Freshness checks¶
Ensuring data freshness is essential for maintaining the reliability and accuracy of datasets. In Soda, freshness checks can be defined to monitor and enforce data timeliness. Below are explanations and sample configurations for various types of freshness checks.
Basic freshness check: Ensures that the dataset is not older than a specified duration.
In this example, the freshness(test) < 10d condition verifies that the dataset's most recent record is less than 10 days old.
- freshness(test) < 10d:
name: Data should not be older than 10 days
attributes:
category: Freshness
title: Validate dataset recency within 10 days
Example with check name: Ensures that data freshness meets a defined threshold and includes a descriptive check name for better traceability.
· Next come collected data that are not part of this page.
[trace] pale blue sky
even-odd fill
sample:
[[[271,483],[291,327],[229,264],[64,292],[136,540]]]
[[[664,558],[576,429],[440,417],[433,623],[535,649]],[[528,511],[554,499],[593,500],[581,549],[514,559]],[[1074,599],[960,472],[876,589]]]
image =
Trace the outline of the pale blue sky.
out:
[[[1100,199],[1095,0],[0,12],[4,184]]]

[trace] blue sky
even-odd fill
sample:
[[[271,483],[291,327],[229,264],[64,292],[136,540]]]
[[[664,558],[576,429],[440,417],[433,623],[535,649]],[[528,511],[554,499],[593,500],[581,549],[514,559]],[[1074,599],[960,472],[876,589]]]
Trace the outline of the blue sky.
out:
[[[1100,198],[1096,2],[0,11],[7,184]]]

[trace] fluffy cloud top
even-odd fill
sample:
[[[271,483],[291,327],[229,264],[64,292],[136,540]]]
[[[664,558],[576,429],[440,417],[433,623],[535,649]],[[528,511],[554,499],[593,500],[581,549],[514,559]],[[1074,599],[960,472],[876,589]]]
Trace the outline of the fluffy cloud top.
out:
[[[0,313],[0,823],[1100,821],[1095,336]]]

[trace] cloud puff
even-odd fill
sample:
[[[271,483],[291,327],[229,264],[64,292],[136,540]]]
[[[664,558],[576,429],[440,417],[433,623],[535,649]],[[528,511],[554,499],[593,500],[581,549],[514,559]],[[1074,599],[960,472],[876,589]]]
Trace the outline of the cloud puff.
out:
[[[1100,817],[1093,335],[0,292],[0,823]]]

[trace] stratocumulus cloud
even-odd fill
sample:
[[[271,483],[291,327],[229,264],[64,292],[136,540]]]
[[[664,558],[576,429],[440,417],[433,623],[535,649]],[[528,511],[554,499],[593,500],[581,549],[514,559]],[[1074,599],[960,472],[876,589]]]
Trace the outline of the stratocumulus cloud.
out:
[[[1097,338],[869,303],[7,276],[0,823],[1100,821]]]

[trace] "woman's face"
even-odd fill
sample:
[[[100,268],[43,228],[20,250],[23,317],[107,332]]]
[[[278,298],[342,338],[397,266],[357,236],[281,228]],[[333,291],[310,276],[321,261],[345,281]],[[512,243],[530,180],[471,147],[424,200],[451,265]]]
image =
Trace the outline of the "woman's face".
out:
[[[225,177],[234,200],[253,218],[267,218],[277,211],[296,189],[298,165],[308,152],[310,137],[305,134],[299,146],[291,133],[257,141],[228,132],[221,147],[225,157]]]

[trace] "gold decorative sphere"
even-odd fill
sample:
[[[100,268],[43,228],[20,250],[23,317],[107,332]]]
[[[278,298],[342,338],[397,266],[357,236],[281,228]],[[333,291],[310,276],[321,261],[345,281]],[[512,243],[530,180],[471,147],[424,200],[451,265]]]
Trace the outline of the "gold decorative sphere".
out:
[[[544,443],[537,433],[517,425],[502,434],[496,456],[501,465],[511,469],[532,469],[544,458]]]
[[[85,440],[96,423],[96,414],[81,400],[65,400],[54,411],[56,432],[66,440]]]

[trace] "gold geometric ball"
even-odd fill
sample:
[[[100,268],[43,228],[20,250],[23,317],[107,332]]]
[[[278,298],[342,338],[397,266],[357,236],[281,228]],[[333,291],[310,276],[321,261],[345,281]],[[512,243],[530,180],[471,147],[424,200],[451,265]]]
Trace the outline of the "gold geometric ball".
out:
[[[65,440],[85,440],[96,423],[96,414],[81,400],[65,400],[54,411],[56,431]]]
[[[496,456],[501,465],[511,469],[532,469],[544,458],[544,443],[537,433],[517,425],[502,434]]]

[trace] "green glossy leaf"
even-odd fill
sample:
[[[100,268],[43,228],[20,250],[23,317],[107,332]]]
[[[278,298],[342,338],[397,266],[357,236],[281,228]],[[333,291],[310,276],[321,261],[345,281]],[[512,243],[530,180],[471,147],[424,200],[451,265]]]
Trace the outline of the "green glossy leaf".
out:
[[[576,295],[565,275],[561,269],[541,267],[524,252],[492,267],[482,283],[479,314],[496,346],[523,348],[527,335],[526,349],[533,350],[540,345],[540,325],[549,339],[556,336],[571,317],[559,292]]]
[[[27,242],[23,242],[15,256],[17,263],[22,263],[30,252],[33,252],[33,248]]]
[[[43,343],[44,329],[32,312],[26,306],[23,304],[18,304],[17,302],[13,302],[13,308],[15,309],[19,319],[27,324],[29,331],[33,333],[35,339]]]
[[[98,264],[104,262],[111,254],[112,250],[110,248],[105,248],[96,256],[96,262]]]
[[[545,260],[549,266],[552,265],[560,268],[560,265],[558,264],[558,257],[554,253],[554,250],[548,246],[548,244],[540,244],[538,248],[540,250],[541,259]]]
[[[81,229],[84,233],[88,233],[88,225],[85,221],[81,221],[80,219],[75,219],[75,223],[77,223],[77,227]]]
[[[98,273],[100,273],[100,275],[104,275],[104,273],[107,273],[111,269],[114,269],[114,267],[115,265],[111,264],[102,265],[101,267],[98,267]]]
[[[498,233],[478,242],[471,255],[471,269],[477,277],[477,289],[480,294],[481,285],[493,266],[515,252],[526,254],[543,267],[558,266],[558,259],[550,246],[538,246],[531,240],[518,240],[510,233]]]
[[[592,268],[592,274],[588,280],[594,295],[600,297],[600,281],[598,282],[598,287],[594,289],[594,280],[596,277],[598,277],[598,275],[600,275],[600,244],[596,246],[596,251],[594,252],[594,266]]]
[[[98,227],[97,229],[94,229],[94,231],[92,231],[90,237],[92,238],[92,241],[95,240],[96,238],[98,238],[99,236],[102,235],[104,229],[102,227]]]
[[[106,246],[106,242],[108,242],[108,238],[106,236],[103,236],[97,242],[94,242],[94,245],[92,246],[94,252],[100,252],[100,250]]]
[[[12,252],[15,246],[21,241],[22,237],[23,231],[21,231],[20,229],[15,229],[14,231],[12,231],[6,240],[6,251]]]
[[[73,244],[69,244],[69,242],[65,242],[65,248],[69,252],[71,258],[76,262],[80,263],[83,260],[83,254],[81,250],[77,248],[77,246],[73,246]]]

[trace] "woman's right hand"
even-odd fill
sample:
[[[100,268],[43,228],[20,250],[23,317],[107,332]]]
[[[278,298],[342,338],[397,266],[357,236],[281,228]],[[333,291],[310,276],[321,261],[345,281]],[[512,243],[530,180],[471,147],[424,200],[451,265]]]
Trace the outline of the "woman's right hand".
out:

The following check verifies that the most recent record in the dataset is less than 27 hours old.
- freshness(start_date) < 27h:
name: Data is fresh
attributes:
category: Freshness
title: Validate that data is updated within the last 27 hours
Example with alert configuration: Defines warning and failure thresholds for freshness checks using alert conditions.
The only comparison symbol that can be used with freshness checks that employ an alert configuration is >.
- freshness(start_date):
warn: when > 3256d
fail: when > 3258d
attributes:
category: Freshness
title: Monitor and alert when data exceeds freshness limits
# OR
- freshness(start_date):
warn:
when > 3256d
fail:
when > 3258d
attributes:
category: Freshness
title: Trigger alerts when data freshness thresholds are exceeded
Example with in-check filter: Ensures that data freshness is validated only for specific subsets of data using a filter condition.
In this example, the check verifies that the records where weight = 10 are not older than 27 hours.
- freshness(start_date) < 27h:
filter: weight = 10
attributes:
category: Freshness
title: Validate data freshness for records with weight equal to 10
List of freshness thresholds¶
| Threshold | Example | Reads as |
|---|---|---|
#d |
3d |
3 days |
#h |
1h |
1 hour |
#m |
30m |
30 minutes |
#d#h |
1d6h |
1 day and 6 hours |
#h#m |
1h30m |
1 hour and 30 minutes |
By incorporating these accuracy checks into your workflows, you can proactively monitor and maintain the correctness of your datasets, ensuring they meet your organization's data quality standards.